Your elusive creative genius | Elizabeth Gilbert
Elizabeth Gilbert speaks beautifully about showing up, doing your job authentically, allowing creativity to flow through you, and letting go.
Elizabeth talks about the daemons or muses in ancient Greece that were considered responsible for the gifts of creativity that came through humans. The word, “eudaemonia” is am amalgamation of the words, “eu” (good) and “daemon” (spirit).
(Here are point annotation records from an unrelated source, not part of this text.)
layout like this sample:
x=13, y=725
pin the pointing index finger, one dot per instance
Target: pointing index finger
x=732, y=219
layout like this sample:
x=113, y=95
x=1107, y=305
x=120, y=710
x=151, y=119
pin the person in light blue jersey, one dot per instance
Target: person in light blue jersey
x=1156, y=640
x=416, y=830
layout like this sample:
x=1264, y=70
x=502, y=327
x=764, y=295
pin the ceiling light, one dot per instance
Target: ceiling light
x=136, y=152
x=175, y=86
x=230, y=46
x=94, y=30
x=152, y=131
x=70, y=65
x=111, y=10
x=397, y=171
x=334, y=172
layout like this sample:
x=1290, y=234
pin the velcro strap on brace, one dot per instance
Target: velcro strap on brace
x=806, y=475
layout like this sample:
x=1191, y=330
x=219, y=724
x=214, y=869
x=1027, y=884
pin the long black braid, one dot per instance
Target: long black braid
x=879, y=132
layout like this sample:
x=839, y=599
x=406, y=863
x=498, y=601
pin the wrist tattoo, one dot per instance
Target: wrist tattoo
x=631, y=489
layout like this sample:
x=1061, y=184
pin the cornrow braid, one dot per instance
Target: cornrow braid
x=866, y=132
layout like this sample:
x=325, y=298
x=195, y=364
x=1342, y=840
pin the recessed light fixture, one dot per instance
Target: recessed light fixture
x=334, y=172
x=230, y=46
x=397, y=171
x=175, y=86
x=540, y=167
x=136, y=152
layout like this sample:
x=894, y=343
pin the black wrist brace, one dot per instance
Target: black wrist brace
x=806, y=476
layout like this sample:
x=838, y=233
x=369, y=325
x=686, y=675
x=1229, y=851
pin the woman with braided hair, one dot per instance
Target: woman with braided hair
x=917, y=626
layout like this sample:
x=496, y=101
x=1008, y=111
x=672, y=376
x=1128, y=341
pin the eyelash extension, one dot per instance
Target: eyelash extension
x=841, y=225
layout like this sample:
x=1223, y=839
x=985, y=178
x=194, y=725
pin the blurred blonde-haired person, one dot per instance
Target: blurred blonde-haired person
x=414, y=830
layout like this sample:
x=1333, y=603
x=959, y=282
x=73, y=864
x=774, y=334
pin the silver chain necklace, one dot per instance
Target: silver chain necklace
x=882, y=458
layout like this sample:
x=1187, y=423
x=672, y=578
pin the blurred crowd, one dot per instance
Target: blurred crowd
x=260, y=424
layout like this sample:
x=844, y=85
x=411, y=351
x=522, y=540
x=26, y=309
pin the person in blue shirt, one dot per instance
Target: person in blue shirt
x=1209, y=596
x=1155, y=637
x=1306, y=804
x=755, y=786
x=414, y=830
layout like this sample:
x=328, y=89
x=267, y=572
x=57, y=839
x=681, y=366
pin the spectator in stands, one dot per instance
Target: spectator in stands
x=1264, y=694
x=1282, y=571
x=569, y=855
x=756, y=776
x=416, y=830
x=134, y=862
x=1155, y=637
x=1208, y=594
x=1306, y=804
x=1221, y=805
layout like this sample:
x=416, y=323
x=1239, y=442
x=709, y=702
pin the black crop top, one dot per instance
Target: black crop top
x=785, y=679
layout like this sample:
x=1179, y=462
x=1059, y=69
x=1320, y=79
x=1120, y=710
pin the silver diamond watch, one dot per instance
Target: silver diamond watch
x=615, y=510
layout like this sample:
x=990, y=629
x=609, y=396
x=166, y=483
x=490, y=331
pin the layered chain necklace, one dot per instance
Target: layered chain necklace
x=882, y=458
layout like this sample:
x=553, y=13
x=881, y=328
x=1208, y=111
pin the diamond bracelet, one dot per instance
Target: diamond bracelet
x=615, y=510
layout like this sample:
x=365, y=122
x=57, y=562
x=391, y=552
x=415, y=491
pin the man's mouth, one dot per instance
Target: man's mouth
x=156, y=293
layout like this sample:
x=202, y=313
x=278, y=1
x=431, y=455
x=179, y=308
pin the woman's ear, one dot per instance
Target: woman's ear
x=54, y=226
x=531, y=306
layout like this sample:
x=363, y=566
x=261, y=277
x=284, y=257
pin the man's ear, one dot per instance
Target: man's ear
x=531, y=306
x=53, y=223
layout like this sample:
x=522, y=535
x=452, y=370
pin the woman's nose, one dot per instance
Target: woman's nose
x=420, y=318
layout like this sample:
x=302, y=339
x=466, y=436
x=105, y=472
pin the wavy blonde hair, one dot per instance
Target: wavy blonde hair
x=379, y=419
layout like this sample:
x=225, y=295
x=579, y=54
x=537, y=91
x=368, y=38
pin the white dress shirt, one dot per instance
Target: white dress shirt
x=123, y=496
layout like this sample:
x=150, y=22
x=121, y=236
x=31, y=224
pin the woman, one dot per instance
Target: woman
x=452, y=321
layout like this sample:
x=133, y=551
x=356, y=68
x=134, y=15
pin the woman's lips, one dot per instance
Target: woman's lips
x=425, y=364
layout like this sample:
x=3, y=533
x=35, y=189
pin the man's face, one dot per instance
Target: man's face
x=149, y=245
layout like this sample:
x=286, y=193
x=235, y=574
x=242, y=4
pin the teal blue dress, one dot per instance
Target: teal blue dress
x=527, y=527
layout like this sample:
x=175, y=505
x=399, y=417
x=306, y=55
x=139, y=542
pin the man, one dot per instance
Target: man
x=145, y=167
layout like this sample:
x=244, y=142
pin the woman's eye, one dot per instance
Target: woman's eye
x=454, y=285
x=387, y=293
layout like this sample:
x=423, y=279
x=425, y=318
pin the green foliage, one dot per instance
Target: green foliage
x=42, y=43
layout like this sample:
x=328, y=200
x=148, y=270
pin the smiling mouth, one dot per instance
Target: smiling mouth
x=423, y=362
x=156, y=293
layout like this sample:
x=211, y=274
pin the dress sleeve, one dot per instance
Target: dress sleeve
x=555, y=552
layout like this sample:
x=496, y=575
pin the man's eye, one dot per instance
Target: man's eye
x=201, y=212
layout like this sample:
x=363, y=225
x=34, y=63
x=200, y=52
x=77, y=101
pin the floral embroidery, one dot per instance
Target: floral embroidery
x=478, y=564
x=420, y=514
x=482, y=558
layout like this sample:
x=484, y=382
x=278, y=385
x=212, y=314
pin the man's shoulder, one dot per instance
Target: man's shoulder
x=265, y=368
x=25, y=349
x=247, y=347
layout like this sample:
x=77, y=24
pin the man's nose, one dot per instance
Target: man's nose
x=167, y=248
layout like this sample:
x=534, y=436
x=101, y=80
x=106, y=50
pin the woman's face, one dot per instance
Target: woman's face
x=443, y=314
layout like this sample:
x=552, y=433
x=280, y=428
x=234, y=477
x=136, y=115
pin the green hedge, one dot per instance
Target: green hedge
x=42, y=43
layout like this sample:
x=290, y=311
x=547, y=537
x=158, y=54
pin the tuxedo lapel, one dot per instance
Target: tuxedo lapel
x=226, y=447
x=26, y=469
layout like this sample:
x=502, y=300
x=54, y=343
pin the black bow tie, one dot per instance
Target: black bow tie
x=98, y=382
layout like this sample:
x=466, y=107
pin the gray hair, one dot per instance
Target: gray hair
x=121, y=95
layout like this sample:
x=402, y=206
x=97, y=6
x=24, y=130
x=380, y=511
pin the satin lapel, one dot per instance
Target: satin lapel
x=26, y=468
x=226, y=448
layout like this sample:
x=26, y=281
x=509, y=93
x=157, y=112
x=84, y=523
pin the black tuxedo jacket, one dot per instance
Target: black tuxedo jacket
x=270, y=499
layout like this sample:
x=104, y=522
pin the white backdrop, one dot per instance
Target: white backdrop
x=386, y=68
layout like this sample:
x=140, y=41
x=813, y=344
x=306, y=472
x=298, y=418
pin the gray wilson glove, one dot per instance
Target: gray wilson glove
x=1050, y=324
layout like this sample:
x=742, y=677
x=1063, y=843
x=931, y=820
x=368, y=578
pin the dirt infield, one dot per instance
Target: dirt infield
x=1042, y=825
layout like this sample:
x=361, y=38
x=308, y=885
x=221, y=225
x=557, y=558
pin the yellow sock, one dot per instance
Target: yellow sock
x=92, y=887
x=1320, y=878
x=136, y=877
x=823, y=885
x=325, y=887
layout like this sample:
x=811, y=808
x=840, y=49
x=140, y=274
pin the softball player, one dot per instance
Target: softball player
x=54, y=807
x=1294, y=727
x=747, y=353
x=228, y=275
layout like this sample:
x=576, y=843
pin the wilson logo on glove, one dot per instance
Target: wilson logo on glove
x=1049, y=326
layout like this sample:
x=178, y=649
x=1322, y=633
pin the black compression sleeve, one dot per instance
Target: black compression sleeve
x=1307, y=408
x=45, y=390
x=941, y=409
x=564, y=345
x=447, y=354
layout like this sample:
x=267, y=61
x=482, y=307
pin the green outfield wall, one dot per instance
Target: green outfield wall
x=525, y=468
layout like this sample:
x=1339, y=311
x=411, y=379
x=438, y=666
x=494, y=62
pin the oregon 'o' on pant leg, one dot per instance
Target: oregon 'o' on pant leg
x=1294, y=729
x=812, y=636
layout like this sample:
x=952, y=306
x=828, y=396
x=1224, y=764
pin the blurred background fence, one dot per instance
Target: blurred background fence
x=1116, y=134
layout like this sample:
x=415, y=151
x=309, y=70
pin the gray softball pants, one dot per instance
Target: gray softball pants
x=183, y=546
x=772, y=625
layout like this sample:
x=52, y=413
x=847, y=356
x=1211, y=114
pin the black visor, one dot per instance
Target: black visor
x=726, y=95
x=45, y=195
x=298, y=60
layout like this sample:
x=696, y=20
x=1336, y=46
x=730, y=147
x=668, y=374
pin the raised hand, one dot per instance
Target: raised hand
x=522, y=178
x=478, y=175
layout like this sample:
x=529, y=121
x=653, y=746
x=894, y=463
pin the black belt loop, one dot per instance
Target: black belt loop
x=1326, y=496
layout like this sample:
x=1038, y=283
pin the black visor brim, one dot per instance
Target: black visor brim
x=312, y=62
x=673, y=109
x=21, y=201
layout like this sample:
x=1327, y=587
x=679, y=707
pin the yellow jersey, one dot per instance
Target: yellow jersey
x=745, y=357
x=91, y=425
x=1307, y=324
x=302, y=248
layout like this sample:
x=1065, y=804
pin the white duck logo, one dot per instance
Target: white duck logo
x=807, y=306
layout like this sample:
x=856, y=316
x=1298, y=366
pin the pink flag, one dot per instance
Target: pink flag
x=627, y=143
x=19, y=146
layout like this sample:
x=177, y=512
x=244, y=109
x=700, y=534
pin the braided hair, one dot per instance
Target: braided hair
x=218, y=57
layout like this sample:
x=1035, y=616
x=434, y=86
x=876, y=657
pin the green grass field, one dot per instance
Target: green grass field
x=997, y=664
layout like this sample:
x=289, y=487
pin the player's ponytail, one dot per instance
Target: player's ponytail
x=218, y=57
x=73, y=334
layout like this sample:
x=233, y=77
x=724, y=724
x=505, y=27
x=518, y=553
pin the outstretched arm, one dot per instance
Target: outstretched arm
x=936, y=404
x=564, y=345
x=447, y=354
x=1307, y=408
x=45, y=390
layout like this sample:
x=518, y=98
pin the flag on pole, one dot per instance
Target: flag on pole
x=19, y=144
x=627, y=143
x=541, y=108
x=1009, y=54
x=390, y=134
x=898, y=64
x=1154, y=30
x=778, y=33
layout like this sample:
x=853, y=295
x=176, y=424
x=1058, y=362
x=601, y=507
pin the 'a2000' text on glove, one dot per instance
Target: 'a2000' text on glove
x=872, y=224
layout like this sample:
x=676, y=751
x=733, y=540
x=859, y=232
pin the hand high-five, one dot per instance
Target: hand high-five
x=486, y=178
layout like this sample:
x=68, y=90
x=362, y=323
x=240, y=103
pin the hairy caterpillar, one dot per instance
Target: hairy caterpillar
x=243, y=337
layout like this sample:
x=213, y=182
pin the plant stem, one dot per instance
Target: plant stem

Connecting with Caroline’s notion of superiority, inferiority and interiority, Elizabeth speaks to how the daemon belief protected creatives from feeling superiority or inferiority because they were not responsible for their particular gift of creativity – it came from their daemon.
Reflection Questions
Have you had the kind of experience Elizabeth talks about where you are offered a creative gift you while you are in flow doing something like gardening or driving? How does it feel to remember the mystery and grace of that gift?
Elizabeth talks about releasing the responsibility for being someone and accepting the gifts we are given, allowing them to be things that flow through us, that we are sometimes having. How might it feel to release the responsibility for some of the ways of being that feel burdensome and consider that you are sometimes having these gifts, and sometimes you’re not?
The ‘flow state’: Where creative work thrives
This article explores flow and its cousin, mindfulness.
Reflection Question
The articles states, “If you’re struggling to achieve flow – or just worn out by its intensity – you might aim for mindfulness instead.” Does it feel more accessible to plan for mindfulness practice in your day rather than flow practice in your day? How might you plan to practice a bit of both in your week?